I have been computing the ratius of convergence for different power series using the the root-test. In many of them, I am left with nth-root expressions that computationally approaches 1 when n goes to infinity.
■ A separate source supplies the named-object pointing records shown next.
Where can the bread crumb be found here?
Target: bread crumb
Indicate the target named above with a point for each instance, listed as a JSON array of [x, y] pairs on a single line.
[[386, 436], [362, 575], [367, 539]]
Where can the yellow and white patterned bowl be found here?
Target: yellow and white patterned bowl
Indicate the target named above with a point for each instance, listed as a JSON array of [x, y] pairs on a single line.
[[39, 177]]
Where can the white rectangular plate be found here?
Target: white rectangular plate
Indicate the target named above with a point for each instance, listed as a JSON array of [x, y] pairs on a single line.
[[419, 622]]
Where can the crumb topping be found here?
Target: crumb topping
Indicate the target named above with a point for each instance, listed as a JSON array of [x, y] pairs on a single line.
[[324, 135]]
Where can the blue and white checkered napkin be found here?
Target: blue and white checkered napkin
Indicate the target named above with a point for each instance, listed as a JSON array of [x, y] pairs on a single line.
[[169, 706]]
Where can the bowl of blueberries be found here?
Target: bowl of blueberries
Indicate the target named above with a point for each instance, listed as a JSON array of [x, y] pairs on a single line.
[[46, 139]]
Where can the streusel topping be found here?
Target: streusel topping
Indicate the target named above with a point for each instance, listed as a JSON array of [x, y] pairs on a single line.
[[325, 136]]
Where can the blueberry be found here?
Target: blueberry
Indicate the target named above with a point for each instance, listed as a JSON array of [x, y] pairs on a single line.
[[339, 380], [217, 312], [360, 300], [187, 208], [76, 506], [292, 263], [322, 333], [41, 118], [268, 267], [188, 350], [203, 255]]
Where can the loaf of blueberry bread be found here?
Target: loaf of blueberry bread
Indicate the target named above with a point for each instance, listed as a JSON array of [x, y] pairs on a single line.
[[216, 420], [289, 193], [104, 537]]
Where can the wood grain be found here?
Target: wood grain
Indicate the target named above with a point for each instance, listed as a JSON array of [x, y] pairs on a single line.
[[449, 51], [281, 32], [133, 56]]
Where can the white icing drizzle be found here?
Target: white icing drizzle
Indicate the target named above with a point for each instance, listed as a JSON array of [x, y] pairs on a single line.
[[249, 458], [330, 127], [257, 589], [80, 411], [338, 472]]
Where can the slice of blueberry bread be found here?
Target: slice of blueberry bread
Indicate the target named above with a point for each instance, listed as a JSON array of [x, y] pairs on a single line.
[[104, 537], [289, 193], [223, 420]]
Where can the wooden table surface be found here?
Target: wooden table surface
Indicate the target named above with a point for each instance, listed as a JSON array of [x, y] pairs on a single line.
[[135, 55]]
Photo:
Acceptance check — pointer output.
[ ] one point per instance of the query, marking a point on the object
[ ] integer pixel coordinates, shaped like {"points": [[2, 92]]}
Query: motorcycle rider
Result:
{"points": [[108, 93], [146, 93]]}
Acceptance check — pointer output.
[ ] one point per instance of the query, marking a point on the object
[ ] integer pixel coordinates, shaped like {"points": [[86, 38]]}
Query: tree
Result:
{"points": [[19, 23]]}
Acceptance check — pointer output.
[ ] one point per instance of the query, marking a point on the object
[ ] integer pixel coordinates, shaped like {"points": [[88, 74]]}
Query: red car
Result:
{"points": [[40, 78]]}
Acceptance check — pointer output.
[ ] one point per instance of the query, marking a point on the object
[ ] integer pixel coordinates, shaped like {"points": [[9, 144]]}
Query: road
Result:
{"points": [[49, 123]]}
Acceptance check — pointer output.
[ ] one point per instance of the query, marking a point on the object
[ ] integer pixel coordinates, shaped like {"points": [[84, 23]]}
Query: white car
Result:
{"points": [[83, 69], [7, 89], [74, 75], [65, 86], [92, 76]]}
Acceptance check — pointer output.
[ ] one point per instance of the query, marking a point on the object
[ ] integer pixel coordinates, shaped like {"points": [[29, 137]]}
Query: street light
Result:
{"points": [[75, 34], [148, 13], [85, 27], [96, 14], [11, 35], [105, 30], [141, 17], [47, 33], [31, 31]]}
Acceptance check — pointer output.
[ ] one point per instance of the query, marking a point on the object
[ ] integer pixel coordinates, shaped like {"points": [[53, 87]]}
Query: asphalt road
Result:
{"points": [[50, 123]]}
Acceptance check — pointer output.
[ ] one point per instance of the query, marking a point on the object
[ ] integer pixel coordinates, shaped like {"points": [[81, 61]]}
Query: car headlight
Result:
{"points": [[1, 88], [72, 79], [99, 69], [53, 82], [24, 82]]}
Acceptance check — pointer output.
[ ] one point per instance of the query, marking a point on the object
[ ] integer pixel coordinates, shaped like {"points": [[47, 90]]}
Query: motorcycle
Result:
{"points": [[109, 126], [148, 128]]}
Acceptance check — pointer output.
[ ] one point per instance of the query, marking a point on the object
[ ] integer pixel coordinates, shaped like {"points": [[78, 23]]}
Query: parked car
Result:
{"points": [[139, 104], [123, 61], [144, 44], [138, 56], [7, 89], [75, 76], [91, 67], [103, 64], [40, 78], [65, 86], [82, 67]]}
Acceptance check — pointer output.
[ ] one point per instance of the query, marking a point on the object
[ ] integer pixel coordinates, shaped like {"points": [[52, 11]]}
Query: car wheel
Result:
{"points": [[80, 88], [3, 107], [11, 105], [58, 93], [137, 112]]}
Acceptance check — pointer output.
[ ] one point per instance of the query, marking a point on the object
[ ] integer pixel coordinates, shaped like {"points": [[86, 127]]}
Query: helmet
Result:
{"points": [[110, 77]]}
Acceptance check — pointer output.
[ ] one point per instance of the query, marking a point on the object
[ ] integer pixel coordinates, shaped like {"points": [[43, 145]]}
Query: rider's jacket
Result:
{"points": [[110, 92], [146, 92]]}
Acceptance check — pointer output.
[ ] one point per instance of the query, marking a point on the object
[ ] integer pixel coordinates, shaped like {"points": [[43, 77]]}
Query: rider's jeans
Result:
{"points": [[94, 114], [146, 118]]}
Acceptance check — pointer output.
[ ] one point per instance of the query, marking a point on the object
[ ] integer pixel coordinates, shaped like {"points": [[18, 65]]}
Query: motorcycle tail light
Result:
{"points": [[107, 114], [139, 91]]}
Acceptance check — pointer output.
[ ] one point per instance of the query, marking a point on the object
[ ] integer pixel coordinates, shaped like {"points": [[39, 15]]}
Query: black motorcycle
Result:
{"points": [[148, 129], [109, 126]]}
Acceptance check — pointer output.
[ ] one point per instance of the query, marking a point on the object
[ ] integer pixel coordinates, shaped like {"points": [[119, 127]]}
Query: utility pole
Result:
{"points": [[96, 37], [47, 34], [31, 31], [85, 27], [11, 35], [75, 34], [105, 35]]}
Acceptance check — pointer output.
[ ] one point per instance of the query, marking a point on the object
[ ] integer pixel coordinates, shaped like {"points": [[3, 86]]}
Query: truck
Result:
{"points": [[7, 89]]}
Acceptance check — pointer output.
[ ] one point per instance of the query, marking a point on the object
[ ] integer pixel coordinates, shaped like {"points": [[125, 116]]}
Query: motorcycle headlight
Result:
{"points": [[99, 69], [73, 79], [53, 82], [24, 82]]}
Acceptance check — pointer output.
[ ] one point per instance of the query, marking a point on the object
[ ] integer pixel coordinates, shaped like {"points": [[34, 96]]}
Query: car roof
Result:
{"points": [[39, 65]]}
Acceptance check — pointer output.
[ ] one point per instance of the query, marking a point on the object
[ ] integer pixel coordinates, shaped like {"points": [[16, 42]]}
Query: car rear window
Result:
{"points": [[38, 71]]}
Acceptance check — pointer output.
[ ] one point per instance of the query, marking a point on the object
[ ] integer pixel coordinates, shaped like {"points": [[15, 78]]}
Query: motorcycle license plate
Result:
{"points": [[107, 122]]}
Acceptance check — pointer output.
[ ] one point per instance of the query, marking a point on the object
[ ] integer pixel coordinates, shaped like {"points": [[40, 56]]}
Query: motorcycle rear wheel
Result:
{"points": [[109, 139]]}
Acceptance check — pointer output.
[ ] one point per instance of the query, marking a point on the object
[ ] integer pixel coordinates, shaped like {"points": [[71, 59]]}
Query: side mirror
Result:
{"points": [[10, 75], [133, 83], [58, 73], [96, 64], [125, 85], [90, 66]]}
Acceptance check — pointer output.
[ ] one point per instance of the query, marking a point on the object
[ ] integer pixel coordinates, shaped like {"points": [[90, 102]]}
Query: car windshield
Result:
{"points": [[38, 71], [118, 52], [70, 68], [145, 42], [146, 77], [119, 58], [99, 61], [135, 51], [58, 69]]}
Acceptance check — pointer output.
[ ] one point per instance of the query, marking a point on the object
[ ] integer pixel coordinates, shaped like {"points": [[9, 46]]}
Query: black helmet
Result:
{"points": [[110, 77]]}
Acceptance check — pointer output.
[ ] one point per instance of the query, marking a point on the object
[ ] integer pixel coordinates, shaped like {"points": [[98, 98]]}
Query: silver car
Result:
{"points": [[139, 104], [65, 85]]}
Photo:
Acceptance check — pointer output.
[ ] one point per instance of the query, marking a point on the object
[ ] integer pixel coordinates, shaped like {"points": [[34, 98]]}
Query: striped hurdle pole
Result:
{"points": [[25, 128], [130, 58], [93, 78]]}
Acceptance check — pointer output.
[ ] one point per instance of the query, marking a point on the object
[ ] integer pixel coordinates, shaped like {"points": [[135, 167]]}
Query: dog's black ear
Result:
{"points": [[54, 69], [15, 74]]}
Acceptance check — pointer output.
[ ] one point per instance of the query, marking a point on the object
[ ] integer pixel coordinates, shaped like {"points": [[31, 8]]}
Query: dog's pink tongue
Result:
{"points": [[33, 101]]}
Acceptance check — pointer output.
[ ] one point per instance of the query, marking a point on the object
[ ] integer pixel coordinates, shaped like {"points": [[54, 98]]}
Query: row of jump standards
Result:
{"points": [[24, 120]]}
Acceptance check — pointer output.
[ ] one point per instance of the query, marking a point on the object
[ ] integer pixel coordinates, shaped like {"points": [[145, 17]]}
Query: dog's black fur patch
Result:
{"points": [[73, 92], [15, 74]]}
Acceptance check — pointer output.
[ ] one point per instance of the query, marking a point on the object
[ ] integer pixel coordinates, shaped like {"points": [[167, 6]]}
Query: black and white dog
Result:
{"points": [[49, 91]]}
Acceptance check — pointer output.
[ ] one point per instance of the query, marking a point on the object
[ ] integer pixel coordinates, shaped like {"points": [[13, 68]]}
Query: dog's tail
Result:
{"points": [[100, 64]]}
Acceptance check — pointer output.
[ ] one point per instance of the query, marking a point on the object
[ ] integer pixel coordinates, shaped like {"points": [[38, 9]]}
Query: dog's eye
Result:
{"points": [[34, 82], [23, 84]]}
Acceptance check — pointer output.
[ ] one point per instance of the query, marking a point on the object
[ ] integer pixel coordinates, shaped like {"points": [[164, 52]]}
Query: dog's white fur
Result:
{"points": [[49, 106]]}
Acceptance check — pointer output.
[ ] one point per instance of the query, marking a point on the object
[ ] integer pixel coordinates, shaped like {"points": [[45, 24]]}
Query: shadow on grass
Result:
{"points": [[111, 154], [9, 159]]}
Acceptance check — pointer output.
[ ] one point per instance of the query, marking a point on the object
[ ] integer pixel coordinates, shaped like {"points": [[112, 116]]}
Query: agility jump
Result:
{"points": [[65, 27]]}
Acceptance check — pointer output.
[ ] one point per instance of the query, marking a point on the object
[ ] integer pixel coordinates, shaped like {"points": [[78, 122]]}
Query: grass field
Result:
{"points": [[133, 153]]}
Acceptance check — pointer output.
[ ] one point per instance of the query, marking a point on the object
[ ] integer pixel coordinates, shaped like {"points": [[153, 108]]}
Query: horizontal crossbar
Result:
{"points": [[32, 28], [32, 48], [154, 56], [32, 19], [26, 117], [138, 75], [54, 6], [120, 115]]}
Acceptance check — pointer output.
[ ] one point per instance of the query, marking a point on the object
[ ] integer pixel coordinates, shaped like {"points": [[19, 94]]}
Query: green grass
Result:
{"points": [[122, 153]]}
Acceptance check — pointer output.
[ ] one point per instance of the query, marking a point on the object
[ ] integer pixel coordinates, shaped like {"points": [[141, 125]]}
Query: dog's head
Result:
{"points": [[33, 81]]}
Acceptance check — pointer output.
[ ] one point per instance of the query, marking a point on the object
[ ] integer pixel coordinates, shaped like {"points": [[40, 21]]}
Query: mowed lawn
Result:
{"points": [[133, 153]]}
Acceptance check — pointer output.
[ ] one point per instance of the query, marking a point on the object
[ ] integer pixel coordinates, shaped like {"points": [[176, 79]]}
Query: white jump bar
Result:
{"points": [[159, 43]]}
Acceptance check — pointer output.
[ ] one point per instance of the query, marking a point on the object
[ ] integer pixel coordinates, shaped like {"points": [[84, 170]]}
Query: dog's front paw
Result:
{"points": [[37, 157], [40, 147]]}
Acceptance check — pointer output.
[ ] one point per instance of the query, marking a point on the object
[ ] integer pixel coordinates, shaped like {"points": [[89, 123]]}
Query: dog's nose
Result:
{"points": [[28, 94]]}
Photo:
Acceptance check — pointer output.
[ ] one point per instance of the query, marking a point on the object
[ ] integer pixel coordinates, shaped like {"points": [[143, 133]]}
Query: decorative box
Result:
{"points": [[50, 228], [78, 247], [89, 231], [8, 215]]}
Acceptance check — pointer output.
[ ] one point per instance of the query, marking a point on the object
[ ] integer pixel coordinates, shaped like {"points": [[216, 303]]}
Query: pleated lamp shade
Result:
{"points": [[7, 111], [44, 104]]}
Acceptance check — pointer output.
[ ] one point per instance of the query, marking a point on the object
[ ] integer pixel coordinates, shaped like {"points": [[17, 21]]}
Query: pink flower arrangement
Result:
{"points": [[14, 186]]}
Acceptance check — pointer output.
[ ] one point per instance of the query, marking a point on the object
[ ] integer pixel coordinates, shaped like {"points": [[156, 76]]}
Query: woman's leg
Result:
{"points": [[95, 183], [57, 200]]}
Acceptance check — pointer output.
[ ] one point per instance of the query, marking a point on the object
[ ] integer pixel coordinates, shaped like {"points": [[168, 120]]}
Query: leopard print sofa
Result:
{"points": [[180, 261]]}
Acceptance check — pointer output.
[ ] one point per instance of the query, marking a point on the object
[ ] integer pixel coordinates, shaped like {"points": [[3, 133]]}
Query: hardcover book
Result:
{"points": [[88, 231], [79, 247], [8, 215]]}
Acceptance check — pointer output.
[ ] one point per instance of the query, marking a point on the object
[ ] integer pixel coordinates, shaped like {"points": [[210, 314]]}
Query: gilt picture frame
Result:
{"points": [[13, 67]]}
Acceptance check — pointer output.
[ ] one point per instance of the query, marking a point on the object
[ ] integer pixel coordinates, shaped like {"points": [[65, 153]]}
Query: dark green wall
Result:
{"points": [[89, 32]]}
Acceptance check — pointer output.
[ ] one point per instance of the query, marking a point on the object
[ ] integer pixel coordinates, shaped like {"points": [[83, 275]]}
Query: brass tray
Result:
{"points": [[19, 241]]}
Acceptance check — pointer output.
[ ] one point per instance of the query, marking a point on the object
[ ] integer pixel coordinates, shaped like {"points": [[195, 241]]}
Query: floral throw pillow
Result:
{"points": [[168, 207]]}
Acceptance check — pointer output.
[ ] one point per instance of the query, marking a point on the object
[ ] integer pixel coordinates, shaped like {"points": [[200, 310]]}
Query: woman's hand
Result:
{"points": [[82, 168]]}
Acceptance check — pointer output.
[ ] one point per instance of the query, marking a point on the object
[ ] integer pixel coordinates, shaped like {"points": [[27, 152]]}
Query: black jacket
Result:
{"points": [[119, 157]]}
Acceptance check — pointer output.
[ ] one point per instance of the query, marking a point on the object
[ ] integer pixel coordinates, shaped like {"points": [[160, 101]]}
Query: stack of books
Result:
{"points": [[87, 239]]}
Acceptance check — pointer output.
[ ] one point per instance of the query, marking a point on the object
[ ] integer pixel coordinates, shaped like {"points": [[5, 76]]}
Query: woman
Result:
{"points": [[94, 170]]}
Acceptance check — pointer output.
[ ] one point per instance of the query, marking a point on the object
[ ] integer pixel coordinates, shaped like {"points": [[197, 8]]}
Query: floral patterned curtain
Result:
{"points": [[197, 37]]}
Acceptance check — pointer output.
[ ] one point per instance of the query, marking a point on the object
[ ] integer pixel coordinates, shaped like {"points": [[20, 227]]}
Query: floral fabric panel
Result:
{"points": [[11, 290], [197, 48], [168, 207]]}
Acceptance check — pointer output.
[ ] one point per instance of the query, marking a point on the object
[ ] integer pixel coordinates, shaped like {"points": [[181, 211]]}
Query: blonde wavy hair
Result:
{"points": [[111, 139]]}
But I miss a formal justification for why they approaches 1. Examples include: $$\limsup (\sin(\frac{\pi n}{6})^{\frac{1}{n}}) = 1 $$ $$\limsup (n^2+1)^{\frac{1}{n}} = 1 $$ $$\limsup (\frac{1}{n^k})^{\frac{1}{n}} = 1 $$
Is there a theorem relating nth-root to different sequences?
On
For the first one:
First of all, it is undefined as a real function for infinite indexes, say
$$n=8\implies \left(\sin\frac{4\pi}3\right)^{1/8}=\sqrt[8]{-\frac{\sqrt3}2}\ldots\ldots\text{doesn't exist}$$
so I'll assume you meant $\;\sqrt[n]{\left|\sin\frac{n\pi}6\right|}\;$ , and then
$$\left|\sin\frac{\pi n}6\right|\in\left\{\;0\,,\,\frac12\,,\,\frac{\sqrt3}2\,,\,1\,,\,\frac1{\sqrt2}\;\right\}\implies$$
$$\lim_{n\to\infty}\sqrt[n]{\left|\sin\frac{\pi n}6\right|}=\begin{cases}1&,\;\;n\neq 6\Bbb N\\{}\\0&,\;\;n=6\Bbb N\end{cases}\;\implies\;\;\text{the limit doesn't exist}$$
For the second limit: $n^2 \leq (n^2+1) \leq (2n^2)$ for $n\geq1$, so we have:
$$n^{\frac{2}{n}} \leq (n^2+1)^{\frac{1}{n}} \leq 2^{\frac{1}{n}}n^{\frac{2}{n}}$$
I'm guessing you have as a standard result that $n^{\frac{1}{n}} \rightarrow 1$ as $n \rightarrow \infty$ and $a^{\frac{1}{n}} \rightarrow 1$ as $n \rightarrow \infty$ for $a > 0$. Then by the product (both sequences on either side of the inequality go to 1) and squeeze rule, $(n^2+1)^{\frac{1}{n}} \rightarrow 1$.
As for the final one:
$$\left(\frac{1}{n^k}\right)^{\frac{1}{n}} = n^{\frac{-k}{n}} = \left(n^{\frac{1}{n}}\right)^{-k}$$
Since $k$ is fixed, and we have $n^{\frac{1}{n}} \rightarrow 1$, by the product/quotient rule, $\left(\frac{1}{n^k}\right)^{\frac{1}{n}} \rightarrow 1$.